Hilfe, ich kann nicht spielen!

Ich muss hier mal ein Geständnis machen, das vor den Kopf stösst, empört, verstört und betroffen macht. Ich habe zwei Kinder und ich kann nicht spielen. Und das äußert sich wie folgt:

Luise bittet mich, nachdem sie aus dem Kindergarten gekommen und wir Durst und Hunger gestillt haben, mit ihr in der Puppenstube zu spielen. Klar, denke ich, was ist leichter als das? Nehme mir ein Kissen und setze mich neben sie. „Opa schläft“, ruft sie, und legt das Püppchen mit dem weißen Schopf ins Bett. „Und ich spiele Gitarre“, stimme ich mit ein, und setze das andere Püppchen mit der Pappgitarre in den Sessel. Luise und ich klatschen, dann fällt mir auf: Wie sieht es hier eigentlich aus?! Im Häuschen ist nichts, wo es hingehört. Die Badewanne steht umgekehrt auf dem Balkon, die Küchenmöbel sind über beide Etagen verstreut, das Baby steckt im Blumentopf und neben dem Puppenhauszubehör liegen Schleich-Tiere, Haargummis, Murmeln und Legosteine auf dem Boden verstreut.

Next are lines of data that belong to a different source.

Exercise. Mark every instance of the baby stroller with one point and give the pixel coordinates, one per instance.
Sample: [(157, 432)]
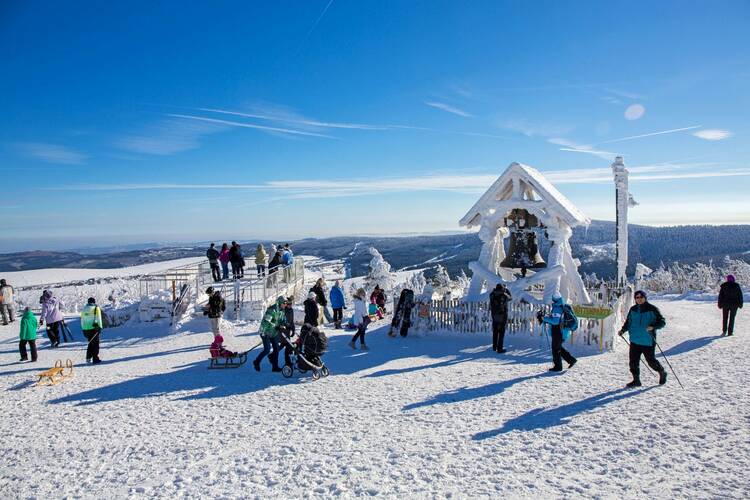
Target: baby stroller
[(306, 352)]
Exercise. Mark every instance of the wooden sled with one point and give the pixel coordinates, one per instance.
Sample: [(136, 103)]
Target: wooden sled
[(233, 362), (56, 374)]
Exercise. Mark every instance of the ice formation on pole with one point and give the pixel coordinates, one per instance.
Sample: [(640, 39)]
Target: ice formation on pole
[(545, 212), (623, 201)]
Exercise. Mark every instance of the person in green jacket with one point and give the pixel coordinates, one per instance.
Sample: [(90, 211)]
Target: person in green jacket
[(273, 320), (28, 335), (91, 326), (643, 320)]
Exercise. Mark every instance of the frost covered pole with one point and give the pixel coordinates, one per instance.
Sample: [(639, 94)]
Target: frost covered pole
[(621, 218)]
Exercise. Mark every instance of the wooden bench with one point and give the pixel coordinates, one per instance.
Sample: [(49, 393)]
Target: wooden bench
[(56, 374)]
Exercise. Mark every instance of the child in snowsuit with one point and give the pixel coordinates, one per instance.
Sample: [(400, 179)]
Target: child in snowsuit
[(28, 335), (730, 299), (361, 318), (217, 348)]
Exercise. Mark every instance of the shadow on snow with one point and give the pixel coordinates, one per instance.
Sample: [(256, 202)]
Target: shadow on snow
[(544, 418)]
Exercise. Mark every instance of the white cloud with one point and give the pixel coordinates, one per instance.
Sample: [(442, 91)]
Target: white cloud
[(448, 108), (474, 184), (283, 115), (634, 112), (168, 137), (713, 134), (650, 134), (51, 153), (529, 129)]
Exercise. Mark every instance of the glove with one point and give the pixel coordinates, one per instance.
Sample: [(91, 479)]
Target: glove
[(540, 317)]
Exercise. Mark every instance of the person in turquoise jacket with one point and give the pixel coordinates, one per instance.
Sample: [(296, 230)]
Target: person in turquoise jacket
[(91, 326), (559, 334), (28, 335), (273, 320), (642, 323)]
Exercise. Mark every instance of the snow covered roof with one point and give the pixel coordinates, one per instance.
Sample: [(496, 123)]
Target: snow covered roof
[(522, 186)]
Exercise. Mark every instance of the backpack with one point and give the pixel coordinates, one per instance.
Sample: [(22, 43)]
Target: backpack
[(569, 320)]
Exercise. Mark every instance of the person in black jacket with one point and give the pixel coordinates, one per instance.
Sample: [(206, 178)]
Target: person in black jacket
[(730, 299), (214, 309), (311, 309), (235, 258), (499, 299), (213, 259)]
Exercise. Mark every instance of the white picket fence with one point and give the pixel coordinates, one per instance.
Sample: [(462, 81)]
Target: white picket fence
[(457, 315)]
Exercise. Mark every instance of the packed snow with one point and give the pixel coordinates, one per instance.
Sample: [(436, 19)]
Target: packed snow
[(429, 415)]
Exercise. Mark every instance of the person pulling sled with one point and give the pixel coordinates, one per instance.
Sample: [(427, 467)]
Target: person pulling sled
[(642, 323), (306, 352)]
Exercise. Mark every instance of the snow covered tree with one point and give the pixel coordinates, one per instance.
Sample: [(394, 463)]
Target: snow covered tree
[(441, 282), (380, 271)]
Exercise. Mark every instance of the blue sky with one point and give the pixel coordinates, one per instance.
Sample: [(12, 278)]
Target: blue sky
[(163, 121)]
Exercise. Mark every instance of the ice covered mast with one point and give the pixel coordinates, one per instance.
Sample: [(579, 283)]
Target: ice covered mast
[(622, 201)]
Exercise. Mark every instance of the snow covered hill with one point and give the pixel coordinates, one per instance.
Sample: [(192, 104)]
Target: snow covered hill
[(438, 415)]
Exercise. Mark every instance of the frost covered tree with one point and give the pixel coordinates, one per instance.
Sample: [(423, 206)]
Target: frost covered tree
[(380, 271), (441, 282)]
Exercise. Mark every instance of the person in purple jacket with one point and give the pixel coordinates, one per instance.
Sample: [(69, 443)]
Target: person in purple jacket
[(51, 315)]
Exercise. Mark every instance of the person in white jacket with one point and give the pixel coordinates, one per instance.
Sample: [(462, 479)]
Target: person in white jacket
[(361, 319)]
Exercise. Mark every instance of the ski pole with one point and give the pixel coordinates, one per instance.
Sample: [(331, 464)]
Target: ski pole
[(668, 363), (645, 364)]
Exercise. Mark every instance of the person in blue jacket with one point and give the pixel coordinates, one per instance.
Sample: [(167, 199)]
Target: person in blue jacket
[(643, 320), (559, 333), (337, 304)]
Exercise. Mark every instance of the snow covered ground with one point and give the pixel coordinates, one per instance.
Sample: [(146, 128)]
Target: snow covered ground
[(42, 276), (422, 417)]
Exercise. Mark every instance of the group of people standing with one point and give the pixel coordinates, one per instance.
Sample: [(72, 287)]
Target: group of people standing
[(220, 260), (51, 315)]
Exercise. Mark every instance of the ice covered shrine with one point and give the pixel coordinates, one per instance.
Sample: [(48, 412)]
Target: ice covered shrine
[(523, 206)]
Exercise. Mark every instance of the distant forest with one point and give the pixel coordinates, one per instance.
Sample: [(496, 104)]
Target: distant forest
[(593, 246)]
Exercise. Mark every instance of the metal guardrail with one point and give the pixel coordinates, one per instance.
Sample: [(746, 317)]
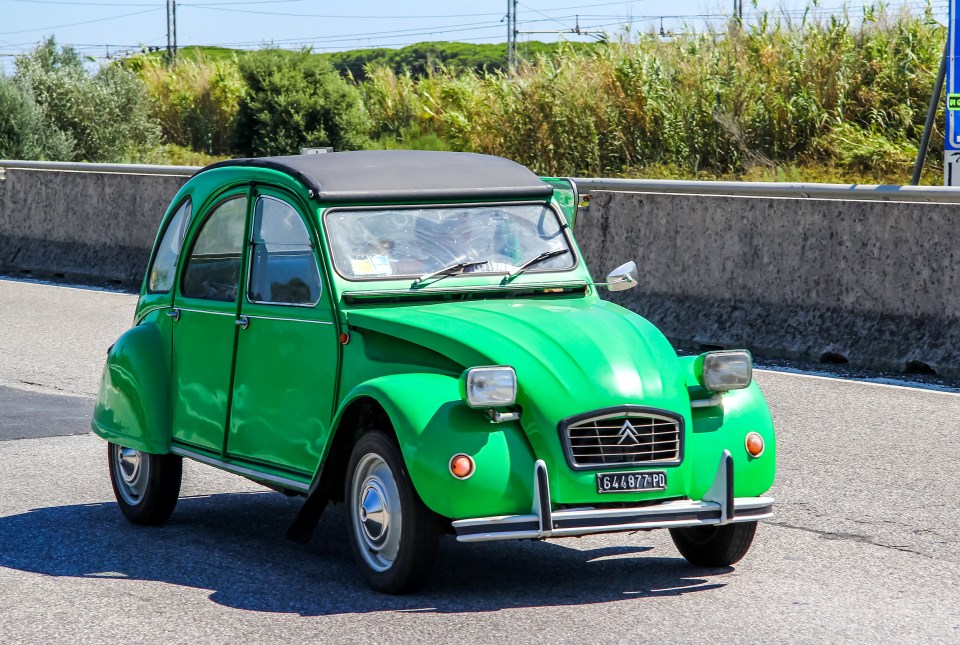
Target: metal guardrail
[(859, 192), (114, 168)]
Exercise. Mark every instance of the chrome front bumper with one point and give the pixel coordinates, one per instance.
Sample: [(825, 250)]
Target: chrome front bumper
[(718, 506)]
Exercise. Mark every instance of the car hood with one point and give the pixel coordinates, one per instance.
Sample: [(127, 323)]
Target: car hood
[(570, 355)]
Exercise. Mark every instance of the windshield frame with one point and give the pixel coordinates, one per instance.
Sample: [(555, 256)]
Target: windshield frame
[(561, 220)]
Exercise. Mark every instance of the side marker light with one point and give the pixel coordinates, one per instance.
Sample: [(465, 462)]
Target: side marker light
[(462, 466), (754, 444)]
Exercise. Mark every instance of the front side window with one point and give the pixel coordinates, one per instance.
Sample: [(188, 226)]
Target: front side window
[(405, 242), (283, 268), (213, 268), (165, 263)]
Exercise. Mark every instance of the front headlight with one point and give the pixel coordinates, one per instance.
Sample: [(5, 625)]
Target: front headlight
[(723, 371), (485, 387)]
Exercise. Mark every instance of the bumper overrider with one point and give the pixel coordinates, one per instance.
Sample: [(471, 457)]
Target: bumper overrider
[(718, 507)]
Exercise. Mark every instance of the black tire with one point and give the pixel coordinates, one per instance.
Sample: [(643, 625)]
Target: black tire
[(714, 546), (146, 485), (380, 496)]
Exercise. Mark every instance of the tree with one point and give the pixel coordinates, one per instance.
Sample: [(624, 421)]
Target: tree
[(24, 133), (106, 115), (296, 100)]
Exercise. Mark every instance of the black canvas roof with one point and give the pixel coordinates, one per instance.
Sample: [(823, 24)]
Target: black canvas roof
[(374, 175)]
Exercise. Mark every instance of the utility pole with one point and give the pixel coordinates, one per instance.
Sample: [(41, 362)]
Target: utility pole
[(169, 42), (511, 34), (171, 30)]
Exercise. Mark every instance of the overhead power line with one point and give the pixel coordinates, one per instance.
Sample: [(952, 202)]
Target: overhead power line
[(77, 24)]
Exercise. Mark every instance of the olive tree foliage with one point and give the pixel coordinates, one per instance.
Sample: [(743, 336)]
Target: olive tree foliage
[(106, 115), (24, 133), (296, 100)]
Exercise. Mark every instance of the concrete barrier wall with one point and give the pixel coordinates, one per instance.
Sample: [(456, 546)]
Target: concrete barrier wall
[(873, 283), (90, 227)]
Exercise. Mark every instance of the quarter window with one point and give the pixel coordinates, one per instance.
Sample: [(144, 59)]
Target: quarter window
[(283, 266), (165, 263), (213, 267)]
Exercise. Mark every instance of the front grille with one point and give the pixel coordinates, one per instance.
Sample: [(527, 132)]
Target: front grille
[(622, 439)]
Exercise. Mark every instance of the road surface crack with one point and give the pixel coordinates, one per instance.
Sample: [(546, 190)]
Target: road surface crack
[(852, 537)]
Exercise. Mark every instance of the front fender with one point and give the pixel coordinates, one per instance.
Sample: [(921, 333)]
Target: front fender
[(433, 424), (725, 426), (133, 406)]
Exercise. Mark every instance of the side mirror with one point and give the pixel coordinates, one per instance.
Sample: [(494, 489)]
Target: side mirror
[(623, 277)]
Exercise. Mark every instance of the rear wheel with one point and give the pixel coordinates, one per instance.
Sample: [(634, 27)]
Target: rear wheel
[(714, 546), (146, 485), (393, 534)]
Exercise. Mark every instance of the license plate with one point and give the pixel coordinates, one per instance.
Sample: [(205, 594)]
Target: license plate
[(631, 482)]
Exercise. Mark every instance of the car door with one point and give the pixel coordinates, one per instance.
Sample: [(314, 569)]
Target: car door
[(206, 306), (287, 348)]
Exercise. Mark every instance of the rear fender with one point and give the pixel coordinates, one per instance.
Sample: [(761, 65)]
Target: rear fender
[(432, 424), (133, 407)]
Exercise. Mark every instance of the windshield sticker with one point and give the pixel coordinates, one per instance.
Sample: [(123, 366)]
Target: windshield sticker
[(371, 265)]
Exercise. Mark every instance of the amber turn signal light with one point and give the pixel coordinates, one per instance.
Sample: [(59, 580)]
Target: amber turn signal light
[(754, 444), (462, 466)]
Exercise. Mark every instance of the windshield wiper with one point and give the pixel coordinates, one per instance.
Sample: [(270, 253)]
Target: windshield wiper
[(450, 269), (543, 257)]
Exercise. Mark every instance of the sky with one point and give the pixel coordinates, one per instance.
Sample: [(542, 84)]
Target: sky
[(105, 29)]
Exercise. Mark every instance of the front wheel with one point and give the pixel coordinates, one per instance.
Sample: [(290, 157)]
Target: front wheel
[(393, 534), (146, 486), (714, 546)]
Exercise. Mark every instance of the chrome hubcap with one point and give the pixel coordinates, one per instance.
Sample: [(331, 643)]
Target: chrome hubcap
[(376, 512), (133, 471)]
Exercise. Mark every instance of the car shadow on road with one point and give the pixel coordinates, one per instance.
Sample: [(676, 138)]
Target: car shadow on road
[(233, 545)]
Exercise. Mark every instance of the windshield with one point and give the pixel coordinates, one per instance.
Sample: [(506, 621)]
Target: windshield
[(402, 242)]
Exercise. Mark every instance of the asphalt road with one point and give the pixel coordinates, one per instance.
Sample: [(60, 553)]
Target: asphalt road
[(863, 547)]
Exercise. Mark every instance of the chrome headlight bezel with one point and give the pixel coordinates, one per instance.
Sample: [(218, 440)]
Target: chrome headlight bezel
[(489, 386), (726, 370)]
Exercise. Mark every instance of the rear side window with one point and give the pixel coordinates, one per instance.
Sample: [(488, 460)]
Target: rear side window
[(213, 267), (283, 268), (165, 263)]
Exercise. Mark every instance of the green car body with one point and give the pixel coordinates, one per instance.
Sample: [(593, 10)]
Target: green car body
[(281, 392)]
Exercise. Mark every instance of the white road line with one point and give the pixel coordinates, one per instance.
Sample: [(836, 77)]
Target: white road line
[(875, 382)]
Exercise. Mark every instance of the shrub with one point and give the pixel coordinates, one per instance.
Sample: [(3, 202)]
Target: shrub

Und schon packt mich die mir angeborene Aufräumwut und während Luise den Opa durchs Haus tanzen lässt, mit Oma und den anderen die Treppe rauf und runter läuft und all die anderen Figürchen munter bespielt, mache ich das, was ich meistens tue: ich räume auf. Nachdem alle Möbel auf ihrem Platz sind, sitze ich ratlos neben Luise und nehme etwas unmotiviert ein Figürchen in die Hand. „Ich gehe baden“, sage ich, und lege den Holzkopf samt Körper in die Badewanne des nun sehr ordentlichen Waschraums. „Neee, du gehst nicht baden!“, ruft Luise, und schmeißt Puppe und Badewanne durchs Fenster.

Vorher
Nachher

Vor lauter Frust stehe ich auf, um mir einen Tee zu machen und Mandarinenschnitzel zu schälen. Danach gehe ich zu Luise und Jimmy zurück ins Zimmer und probiere es mit den Legos, die Jimmy gerade auf dem Boden verteilt. „Was bauen wir?“, frage ich ihn. „Eine Parkgarage“, antwortet er, und ich suche nach passenden Steinen. Dann setze ich einen gelben Sechser auf zwei rote Vierer, packe noch einen blauen Achter drunter und dann weiß ich nicht weiter. Aber ich finde Puppenmöbel zwischen all  den Legos und räume sie mal eben ins Häuschen. Und da ist ja auch all das Zubehör aus dem Arztkoffer. Und die ganze Geschichte geht von vorne los. Irgendwie bin ich a) zu blöd, eine Garage aus Legos zu bauen, b) zu ordnungsfanatisch, um all das Spielzeug in seinem natürlichen Chaos zu belassen und c) spiele ich generell nicht so gerne, auch wenn ich das kaum eingestehen mag.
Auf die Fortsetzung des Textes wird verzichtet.